A novel plant enzyme for enhancing the viscosity or hydrophobicity of cellulosic materials

HTG Microscopy of cellulose pulp after bonding of a fluorescent ‘cargo’ (Photo credit- Lenka Franková, UoE)

Challenge

Cellucomp produce cellulosic materials including their proprietary material Curran®. The company want to expand their product portfolio by offering paper-based packaging materials with improved strength and water repellent properties.

Edinburgh University holds a patent on applications of an enzyme called HTG which can bond sugars to fibres, potentially including Curran.

 

Solution

Funding from IBioIC enabled Cellucomp to work with Professor Stephen Fry of the Cell wall group at University of Edinburgh to explore whether cross-linking fibres using University of Edinburgh’s patented technology could improve the properties of Curran/paper pulp  for use in packaging applications

Stephen Fry’s team used their patented application of using the HTG plant enzyme to bond modified sugars to cellulose fibres provided by Cellucomp.

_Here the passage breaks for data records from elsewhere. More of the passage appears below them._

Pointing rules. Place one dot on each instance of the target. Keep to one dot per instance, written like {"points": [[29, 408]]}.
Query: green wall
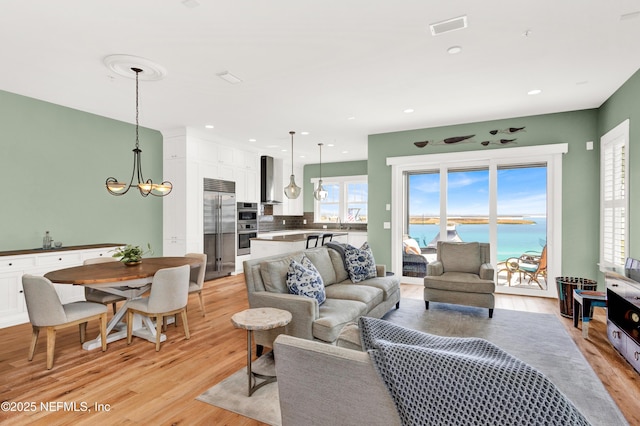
{"points": [[53, 165], [623, 104], [580, 232], [345, 168]]}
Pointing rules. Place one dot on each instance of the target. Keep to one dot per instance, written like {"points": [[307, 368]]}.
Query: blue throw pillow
{"points": [[360, 263], [304, 279]]}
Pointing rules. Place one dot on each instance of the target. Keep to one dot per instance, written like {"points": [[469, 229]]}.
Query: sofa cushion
{"points": [[368, 295], [337, 259], [460, 257], [360, 263], [334, 314], [460, 281], [388, 285], [304, 279], [321, 260], [274, 273]]}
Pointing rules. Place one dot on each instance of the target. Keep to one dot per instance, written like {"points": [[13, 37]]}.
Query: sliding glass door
{"points": [[503, 203]]}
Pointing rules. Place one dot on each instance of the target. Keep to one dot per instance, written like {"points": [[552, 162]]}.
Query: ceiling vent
{"points": [[448, 25]]}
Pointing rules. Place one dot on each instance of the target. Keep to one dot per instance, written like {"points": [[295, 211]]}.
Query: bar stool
{"points": [[312, 239]]}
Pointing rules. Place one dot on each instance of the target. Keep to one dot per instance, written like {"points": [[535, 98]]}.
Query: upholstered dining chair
{"points": [[312, 241], [169, 295], [196, 279], [98, 296], [46, 311]]}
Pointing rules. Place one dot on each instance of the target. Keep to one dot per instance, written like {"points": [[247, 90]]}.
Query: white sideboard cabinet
{"points": [[13, 309]]}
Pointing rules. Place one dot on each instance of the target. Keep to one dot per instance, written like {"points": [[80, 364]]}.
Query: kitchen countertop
{"points": [[290, 238], [53, 250]]}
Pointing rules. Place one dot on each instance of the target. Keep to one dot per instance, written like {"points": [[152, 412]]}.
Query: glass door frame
{"points": [[550, 154]]}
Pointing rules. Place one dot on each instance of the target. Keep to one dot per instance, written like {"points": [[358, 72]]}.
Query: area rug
{"points": [[538, 339], [231, 394]]}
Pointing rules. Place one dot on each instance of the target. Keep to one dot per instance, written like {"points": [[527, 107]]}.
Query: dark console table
{"points": [[623, 316]]}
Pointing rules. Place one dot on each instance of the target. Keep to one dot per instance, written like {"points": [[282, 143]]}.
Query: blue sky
{"points": [[521, 192]]}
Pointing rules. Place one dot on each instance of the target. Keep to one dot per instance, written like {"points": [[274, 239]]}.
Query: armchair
{"points": [[461, 275]]}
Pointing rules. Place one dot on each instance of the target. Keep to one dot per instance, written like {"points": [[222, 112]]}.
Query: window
{"points": [[346, 200], [614, 232]]}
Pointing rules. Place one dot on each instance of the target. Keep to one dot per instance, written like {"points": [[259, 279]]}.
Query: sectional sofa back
{"points": [[270, 273]]}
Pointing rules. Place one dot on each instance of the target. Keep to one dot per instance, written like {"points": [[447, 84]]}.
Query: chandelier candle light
{"points": [[320, 193], [145, 187], [292, 190]]}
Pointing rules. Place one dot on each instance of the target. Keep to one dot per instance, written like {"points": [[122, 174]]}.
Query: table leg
{"points": [[586, 310], [249, 373]]}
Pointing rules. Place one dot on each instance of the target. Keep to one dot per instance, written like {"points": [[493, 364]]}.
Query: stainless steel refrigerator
{"points": [[219, 227]]}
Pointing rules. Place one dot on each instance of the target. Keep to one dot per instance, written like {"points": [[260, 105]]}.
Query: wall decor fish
{"points": [[457, 139], [508, 131]]}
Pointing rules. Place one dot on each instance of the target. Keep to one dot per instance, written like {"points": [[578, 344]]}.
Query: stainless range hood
{"points": [[268, 187]]}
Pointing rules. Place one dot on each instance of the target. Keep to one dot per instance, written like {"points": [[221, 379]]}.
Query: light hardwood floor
{"points": [[141, 386]]}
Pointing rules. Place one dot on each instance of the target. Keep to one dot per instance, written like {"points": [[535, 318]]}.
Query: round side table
{"points": [[259, 319]]}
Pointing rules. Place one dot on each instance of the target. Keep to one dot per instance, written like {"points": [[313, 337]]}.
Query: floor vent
{"points": [[449, 25]]}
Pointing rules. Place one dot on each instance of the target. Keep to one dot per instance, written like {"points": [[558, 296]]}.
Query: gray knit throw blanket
{"points": [[436, 380]]}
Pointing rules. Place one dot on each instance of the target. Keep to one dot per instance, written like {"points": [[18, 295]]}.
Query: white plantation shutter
{"points": [[613, 197]]}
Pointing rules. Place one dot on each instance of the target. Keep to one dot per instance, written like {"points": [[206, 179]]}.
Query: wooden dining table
{"points": [[128, 281]]}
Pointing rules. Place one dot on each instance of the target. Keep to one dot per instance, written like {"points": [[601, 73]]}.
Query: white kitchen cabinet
{"points": [[182, 209], [13, 309]]}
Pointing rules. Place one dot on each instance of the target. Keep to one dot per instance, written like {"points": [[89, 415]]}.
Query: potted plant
{"points": [[132, 255]]}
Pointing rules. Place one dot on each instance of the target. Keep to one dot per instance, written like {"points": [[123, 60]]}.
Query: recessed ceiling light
{"points": [[229, 78], [448, 25], [631, 15]]}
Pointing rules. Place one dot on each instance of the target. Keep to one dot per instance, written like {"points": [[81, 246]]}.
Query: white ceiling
{"points": [[309, 65]]}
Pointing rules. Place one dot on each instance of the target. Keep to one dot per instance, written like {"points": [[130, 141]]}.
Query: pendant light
{"points": [[145, 187], [320, 193], [292, 190]]}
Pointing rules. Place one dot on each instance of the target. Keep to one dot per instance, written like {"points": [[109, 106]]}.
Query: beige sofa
{"points": [[339, 386], [265, 279]]}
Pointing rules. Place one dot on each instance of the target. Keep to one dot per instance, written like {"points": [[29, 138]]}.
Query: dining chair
{"points": [[169, 295], [196, 279], [312, 239], [46, 311], [99, 296]]}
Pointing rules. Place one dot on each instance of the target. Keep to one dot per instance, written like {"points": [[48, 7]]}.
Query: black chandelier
{"points": [[145, 187]]}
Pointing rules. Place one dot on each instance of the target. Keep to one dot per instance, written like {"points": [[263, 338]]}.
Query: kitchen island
{"points": [[268, 245]]}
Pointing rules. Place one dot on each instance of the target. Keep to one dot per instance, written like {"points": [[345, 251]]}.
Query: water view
{"points": [[513, 239]]}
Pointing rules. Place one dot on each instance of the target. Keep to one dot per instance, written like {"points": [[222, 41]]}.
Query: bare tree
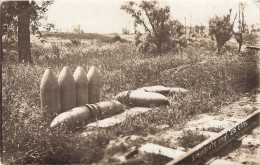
{"points": [[155, 20], [221, 28], [241, 25]]}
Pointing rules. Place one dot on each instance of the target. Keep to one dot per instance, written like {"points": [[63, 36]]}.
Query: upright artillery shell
{"points": [[87, 112], [67, 89], [81, 82], [93, 85], [109, 108], [50, 93]]}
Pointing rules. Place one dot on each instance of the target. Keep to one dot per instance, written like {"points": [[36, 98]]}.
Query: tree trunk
{"points": [[24, 31], [219, 48], [240, 43]]}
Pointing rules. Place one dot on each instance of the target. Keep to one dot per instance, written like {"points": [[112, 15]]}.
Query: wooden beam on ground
{"points": [[213, 144]]}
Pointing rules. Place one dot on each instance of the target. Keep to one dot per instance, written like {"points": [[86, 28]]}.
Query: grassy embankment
{"points": [[213, 80]]}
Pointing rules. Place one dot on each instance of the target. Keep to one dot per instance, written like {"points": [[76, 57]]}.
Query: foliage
{"points": [[156, 22], [125, 31], [9, 16], [221, 28]]}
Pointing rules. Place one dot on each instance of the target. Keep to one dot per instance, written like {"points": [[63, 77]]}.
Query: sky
{"points": [[105, 16]]}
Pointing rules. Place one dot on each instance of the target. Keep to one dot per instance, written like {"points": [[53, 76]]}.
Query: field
{"points": [[213, 80]]}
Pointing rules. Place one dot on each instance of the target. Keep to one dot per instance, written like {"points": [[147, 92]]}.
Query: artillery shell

Cellucomp used the modified sugars and enzyme provided by UoE to cross-link their paper-based products. They then tested these for various physical characteristics including strength, wet strength and water uptake. These were compared to chemically cross-linked fibres.

Outcome

Proof of concept was achieved. Cross linking increased the wet strength of paper pulp samples and samples of paper pulp combined with Curran opening up this new material for further packaging applications.

The academic partners and Cellucomp also spent time in each other’s labs, enabling effective knowledge transfer.